Books talk about moving the colony to more than 200 meters away and shaking the contents out on to the floor, in an attempt to get rid of the laying workers. The idea is that the laying workers are not able to fly that well and they won't make their way back to the colony.
Personally i have just requeened and found that there has never been a problem. A new queen seems to stop the workers laying by the presence of her pheromone or her ability to find them and kill them. I never see this as being a problem.
Hopefully a lot of their colonies will have been discovered and destroyed this year, but its important for you to refill your hornet traps this time of year. Common hornets are a plenty, and are constantly taking some of our bee, but its of no real consequence, as our bee numbers are very high this year and the hornets will soon be mating and dying off. All the more reason to try and catch the queens of these colonies and you will be trapping next years queens that will forge new colonies.

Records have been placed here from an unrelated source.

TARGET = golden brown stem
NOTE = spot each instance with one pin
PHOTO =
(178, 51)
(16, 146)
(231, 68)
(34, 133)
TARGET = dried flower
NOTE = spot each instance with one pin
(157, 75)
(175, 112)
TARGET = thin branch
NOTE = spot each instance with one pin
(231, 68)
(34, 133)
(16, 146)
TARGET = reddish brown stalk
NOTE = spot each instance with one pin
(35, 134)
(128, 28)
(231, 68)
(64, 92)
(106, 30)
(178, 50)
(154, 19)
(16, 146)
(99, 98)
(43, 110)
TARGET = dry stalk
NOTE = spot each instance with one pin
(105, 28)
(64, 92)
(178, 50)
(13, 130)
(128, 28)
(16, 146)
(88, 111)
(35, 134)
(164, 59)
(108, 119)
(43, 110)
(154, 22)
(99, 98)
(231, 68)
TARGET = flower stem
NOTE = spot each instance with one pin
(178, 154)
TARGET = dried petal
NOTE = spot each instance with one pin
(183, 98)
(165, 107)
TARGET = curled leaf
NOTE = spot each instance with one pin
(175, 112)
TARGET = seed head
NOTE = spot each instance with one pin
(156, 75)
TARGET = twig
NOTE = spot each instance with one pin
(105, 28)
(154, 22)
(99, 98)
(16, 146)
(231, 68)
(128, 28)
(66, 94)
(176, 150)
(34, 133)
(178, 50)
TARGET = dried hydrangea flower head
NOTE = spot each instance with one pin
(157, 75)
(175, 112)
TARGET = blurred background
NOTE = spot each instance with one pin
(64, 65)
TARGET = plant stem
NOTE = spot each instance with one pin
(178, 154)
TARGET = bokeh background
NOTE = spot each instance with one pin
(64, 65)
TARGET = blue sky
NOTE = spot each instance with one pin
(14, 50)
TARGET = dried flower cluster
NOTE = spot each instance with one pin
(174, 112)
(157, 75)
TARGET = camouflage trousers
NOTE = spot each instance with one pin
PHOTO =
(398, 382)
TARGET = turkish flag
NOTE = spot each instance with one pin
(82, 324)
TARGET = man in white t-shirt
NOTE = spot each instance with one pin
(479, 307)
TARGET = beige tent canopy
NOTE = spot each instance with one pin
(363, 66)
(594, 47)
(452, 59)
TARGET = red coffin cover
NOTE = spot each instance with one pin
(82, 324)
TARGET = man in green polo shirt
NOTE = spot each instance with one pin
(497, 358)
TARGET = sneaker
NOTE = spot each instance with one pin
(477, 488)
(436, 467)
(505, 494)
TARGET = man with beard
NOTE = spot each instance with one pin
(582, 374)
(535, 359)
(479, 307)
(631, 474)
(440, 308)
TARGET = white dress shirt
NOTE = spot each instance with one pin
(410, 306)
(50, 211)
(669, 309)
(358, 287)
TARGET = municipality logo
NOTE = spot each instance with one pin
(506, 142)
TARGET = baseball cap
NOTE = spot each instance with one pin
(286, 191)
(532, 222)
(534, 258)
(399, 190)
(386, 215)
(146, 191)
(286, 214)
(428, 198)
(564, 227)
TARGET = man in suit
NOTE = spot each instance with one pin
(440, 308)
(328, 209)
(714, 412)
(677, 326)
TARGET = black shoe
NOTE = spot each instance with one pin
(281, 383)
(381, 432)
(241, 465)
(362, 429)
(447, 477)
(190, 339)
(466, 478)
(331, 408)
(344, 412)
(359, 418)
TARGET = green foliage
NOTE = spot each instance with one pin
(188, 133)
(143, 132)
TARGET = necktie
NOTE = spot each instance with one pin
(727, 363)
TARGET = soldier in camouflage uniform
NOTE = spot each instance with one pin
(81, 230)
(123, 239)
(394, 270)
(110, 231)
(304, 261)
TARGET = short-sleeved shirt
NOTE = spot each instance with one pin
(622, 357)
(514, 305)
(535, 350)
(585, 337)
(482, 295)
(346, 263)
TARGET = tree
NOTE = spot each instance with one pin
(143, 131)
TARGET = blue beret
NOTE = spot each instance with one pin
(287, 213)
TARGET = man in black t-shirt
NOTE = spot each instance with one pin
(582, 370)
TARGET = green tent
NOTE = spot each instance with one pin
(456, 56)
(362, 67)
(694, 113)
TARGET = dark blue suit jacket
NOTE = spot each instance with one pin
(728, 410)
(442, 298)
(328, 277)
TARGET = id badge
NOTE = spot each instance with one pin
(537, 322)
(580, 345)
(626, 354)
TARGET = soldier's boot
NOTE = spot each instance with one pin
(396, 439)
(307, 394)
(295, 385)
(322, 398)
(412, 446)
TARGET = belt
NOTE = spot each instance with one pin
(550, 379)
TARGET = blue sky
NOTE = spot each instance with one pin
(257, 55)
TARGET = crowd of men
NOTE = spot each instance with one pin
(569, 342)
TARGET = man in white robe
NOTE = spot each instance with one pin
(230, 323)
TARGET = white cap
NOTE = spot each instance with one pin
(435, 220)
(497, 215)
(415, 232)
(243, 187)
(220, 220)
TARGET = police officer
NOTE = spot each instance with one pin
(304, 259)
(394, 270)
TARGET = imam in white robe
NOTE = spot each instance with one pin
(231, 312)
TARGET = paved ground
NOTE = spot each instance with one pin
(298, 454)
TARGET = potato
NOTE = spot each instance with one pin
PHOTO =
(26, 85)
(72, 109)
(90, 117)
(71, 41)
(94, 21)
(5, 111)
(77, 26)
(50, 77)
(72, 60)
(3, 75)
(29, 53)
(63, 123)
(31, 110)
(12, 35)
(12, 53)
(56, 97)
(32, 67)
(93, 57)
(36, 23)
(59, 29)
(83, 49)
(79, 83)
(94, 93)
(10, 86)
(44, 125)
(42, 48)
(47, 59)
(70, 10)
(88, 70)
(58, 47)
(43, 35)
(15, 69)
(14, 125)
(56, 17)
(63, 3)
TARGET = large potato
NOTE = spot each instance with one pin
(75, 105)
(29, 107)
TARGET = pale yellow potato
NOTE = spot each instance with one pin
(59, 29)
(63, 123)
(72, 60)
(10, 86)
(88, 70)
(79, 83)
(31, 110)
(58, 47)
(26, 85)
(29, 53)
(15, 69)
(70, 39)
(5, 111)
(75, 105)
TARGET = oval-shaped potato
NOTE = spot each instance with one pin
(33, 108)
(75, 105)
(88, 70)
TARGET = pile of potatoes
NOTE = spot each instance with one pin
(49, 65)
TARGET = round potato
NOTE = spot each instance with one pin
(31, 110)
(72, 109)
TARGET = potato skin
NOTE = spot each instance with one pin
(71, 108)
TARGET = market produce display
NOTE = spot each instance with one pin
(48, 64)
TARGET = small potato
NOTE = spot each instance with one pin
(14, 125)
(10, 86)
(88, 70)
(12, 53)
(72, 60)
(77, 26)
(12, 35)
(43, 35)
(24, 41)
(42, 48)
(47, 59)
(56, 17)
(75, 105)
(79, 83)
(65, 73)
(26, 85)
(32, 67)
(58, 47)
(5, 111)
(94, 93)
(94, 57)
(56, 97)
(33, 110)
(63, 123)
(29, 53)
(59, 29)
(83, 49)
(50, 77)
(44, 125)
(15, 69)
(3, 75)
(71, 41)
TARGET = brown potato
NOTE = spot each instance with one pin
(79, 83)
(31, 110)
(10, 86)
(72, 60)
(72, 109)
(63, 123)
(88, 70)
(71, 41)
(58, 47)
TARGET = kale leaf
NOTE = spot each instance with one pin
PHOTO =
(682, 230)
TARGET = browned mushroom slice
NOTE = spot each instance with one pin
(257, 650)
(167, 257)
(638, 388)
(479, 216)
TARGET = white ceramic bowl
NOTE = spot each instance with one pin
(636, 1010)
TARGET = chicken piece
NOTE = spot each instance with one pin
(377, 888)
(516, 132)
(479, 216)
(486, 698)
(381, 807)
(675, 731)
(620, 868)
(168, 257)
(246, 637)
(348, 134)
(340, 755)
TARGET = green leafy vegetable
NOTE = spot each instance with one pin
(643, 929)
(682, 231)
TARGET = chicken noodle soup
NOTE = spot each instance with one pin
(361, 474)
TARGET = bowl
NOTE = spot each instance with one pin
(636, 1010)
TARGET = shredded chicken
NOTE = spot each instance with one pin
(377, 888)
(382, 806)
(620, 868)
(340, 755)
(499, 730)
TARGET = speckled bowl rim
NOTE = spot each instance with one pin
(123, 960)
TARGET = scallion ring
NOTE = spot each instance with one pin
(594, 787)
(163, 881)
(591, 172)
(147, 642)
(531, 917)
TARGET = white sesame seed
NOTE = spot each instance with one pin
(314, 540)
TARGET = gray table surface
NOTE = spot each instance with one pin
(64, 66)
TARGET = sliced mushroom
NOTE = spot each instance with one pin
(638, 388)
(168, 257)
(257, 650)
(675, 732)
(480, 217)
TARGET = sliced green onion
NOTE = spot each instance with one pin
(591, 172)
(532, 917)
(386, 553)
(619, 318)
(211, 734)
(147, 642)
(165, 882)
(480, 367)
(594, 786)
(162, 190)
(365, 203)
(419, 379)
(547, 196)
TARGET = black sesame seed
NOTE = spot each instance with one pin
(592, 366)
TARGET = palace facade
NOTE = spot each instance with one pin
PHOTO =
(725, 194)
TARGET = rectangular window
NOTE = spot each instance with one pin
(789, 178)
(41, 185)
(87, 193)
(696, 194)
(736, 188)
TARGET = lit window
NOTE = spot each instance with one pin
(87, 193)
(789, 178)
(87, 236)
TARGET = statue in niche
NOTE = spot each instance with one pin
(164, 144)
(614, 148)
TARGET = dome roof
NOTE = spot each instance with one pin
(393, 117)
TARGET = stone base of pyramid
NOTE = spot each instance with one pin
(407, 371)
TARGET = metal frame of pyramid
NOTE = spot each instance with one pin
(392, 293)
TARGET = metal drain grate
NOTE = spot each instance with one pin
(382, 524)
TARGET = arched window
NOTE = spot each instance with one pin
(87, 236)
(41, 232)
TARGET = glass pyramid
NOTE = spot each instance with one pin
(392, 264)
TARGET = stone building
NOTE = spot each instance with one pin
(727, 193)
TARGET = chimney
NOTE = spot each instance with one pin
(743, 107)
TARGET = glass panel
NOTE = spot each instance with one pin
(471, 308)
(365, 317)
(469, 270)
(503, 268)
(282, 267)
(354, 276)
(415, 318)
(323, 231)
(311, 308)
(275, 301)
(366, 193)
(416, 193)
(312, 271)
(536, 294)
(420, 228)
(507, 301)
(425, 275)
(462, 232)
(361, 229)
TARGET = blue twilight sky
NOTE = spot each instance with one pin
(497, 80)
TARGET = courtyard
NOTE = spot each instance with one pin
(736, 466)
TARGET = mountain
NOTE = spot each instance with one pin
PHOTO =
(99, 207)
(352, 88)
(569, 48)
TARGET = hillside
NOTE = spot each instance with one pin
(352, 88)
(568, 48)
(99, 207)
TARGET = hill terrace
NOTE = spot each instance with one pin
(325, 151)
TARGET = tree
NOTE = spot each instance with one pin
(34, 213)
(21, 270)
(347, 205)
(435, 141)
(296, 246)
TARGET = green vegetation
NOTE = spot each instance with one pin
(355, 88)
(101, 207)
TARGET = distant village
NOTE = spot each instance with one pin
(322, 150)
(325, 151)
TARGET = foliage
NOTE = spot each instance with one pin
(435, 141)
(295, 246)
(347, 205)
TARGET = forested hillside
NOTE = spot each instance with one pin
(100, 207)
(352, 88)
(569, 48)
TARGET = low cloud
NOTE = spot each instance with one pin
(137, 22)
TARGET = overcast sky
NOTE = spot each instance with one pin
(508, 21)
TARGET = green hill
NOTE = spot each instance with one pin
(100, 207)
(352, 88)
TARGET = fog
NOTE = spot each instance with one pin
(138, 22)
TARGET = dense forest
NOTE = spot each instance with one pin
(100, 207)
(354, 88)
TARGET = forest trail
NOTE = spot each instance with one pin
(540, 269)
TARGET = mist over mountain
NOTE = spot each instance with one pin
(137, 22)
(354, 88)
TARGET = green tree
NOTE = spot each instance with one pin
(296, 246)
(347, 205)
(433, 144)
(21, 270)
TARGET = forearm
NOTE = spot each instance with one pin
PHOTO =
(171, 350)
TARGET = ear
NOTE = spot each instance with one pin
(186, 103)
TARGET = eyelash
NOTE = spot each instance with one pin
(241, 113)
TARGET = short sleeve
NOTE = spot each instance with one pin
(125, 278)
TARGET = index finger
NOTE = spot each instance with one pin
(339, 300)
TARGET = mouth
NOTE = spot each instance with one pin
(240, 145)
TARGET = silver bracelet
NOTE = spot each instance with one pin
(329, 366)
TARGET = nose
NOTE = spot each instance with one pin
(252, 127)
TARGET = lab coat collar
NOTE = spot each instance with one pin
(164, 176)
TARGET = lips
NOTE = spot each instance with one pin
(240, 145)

We will have another chance to trap them next spring, when the success rate seems to be greater, however and asian queen trapped this year in one less!! There is going to be more and don't even thing there won't be, their a blasted nuisance, but saying that alone won't reduce their numbers. careful watching in front of your hives next summer could easily lead you to determine the direction of the nest. Once you've found it, always call a specialist, out bee suits just aren't up to the job!!
you will get multiple stings, and it hurts!! if you think a bee sting is bad, then thing again!!
So its just Varroa treatment and mouse guards for me, then my bees are fit for winter.
Time to get on with next years prep. Old hives to clean, Nucs to finish off and frames to put together. Theres always plenty to do!!